Thursday, October 31, 2013

Mee Sup Tulang Rusuk (Noodle Beef Soup)

 Our delicious breakfast in the last weekend.... surely you can imagine yourself as I lost my words.... I prefer my soup to be less spicy but simple taste to accompany noodles and spice it up with flying hot ketchup and pickled chilies!

I'm very sleepy and tired.... need to go to bed early.... will type the recipe later when I gained my energy again....

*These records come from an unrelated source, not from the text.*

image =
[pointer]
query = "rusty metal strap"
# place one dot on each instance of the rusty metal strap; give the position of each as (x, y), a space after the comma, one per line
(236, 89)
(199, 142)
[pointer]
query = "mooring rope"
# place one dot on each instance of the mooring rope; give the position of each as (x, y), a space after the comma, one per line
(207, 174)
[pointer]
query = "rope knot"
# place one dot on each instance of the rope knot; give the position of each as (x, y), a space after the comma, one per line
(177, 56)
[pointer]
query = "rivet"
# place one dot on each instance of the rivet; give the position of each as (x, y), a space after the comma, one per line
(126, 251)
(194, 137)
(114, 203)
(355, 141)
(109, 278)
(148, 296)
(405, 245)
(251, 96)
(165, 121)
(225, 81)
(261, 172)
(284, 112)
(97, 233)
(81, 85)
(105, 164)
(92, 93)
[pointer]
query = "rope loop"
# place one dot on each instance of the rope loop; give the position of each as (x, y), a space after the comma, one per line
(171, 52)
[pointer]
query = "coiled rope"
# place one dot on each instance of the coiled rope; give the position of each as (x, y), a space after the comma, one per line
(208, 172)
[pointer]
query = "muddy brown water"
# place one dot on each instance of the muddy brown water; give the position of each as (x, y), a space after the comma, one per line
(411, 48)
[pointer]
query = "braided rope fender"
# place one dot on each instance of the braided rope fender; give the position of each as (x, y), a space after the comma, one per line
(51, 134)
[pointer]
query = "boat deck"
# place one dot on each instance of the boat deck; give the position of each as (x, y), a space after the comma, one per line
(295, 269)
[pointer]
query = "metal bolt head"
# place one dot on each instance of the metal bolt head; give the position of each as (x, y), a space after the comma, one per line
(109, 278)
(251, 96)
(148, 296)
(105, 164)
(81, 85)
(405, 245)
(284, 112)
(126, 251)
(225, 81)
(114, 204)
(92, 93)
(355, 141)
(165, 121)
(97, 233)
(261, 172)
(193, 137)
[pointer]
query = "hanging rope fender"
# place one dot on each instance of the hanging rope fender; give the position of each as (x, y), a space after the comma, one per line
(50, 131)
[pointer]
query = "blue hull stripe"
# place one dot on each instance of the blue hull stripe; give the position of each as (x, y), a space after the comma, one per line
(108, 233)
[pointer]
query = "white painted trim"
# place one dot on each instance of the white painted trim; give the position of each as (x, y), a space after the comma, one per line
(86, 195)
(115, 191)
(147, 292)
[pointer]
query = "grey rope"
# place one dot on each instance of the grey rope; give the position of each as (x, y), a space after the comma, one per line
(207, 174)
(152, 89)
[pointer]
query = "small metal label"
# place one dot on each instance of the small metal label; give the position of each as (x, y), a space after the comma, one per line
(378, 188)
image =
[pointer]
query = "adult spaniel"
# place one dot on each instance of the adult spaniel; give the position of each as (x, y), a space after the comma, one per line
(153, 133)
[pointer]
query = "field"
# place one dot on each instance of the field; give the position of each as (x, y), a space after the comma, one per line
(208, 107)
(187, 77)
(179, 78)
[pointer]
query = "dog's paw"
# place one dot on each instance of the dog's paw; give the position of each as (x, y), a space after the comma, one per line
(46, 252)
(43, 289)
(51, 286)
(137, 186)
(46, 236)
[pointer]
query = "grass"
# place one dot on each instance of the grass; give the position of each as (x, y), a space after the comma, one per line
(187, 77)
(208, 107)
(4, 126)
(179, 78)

ok, here am back again on Saturday 2/11/13... will just explain the recipe in a simple form to give you the idea....

By: Roz@HomeKreation
1/2 kg Beef Rib Bones
2" Ginger
1 Lemongrass
1 tbsp Ground Black Pepper
Salt

METHOD:
1. Boil beef bones in a pressure cooker together with bruised ginger, lemongrass, salt & pepper until tender.
2. Serve with blanched noodles, mustard leaves, fried shallots, pickled chili & spicy ketchup.
***************************************************************

BAHASA MALAYSIA VERSION
Along suka buat sup tulang yg simple, tidak terlalu berempah untuk makan dengan mee kuning supaya tidak jemu. Kemudian pedaskan dengan sambal kicap meletop dan cili jeruk.... walaaa.... dua mangkuk pun tak cukup....hehehe. Lagi pun tulang lembu jika di rebus lama akan keluar manis nya dan sedap semulajadi, tak payah di campur terlalu banyak jenis rempah.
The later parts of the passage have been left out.